The animals of the Negeb.

Through a land

Of trouble,

Of distress,

Of the lioness.

Of the roaring lion,

Of the viper,

Of the flying serpent,

They carry their riches

On the backs of donkeys.

They carry their treasures

On the humps of camels,

To a people

That cannot profit them.

Egypt’s help is worthless.

Their help is empty.

Therefore I have called her

‘Rahab who sits still.’”

This seems to be an oracle by Yahweh about the animals in the Negeb desert, south of Israel. The messengers of the King of Judah were going to pass by these animals as they went with their riches on the backs of donkeys and treasures on the camel humps on their way to Egypt. Along the way, they would suffer trouble and distress. They would see many animals, like lioness, lions, vipers, and flying serpents. However, Isaiah says that their mission was worthless and empty. It was a waste of time since the Egyptians could not help them. In fact, Isaiah calls Egypt a useless sitting still ‘Rahab,’ a mythological sea monster like the Leviathan monster.

More paradoxes (Sir 34:28-34:31)

“When one builds,

Another tears down.

What do they gain

But hard work?

When one prays,

Another curses.

To whose voice

Will the Lord listen?

If one washes

After touching a corpse,

Then touches it again,

What has he gained

By his washing?

So if one fasts

For his sins,

Then goes again

And does the same things,

Who will listen

To his prayer?

What has he gained

By humbling himself?”

Sirach cites various paradoxes in life.
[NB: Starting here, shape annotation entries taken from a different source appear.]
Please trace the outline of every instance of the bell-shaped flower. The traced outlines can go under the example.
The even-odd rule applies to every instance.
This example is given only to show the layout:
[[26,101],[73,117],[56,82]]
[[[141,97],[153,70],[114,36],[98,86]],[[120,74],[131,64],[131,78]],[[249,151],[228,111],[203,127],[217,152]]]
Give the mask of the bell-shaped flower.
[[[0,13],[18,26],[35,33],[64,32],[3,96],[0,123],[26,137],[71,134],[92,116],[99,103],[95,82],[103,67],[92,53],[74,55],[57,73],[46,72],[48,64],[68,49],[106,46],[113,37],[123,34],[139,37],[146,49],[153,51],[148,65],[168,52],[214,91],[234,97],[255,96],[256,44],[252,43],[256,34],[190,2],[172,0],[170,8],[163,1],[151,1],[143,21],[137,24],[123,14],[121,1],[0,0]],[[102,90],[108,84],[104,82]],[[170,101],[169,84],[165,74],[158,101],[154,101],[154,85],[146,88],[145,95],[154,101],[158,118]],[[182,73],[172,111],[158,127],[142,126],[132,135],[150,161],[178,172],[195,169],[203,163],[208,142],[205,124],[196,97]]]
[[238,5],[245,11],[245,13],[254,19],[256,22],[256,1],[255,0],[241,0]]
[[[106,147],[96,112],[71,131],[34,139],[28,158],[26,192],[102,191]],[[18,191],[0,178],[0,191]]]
One man builds and another tears it down. What is this except a waste of time and labor for both of them? Who does the Lord listen to, if one person prays and the other curses? If you wash after touching a dead body, then you go and touch it again, what was the point of washing in the first place? If you fast for your sins, and then go out again and sin, who would listen to your prayers? What did you gain by humbling yourself?

Teaching a fool (Sir 22:9-22:10)

“Whoever teaches a fool is

Like one who glues potsherds together.

Whoever teaches a fool is

Like one who rouses a sleeper

From deep slumber.

Whoever tells a story to a fool

Tells it to a drowsy man.

At the end

He will say.

‘What is it?’”

Sirach says that whoever tries to teach a fool is like one trying to glue pieces of a broken pottery jar back together. Potsherds are broken pottery pieces. Thus this task would be like a giant jigsaw puzzle. Teaching a fool is like trying to wake someone up from a deep sleep. Even telling a story is useless, because the fool is like a half-asleep drowsy person who says at the end of the story, “What was that again?” Basically, trying to teach a fool is a waste of time. However, it is not totally impossible, but extremely difficult and challenging.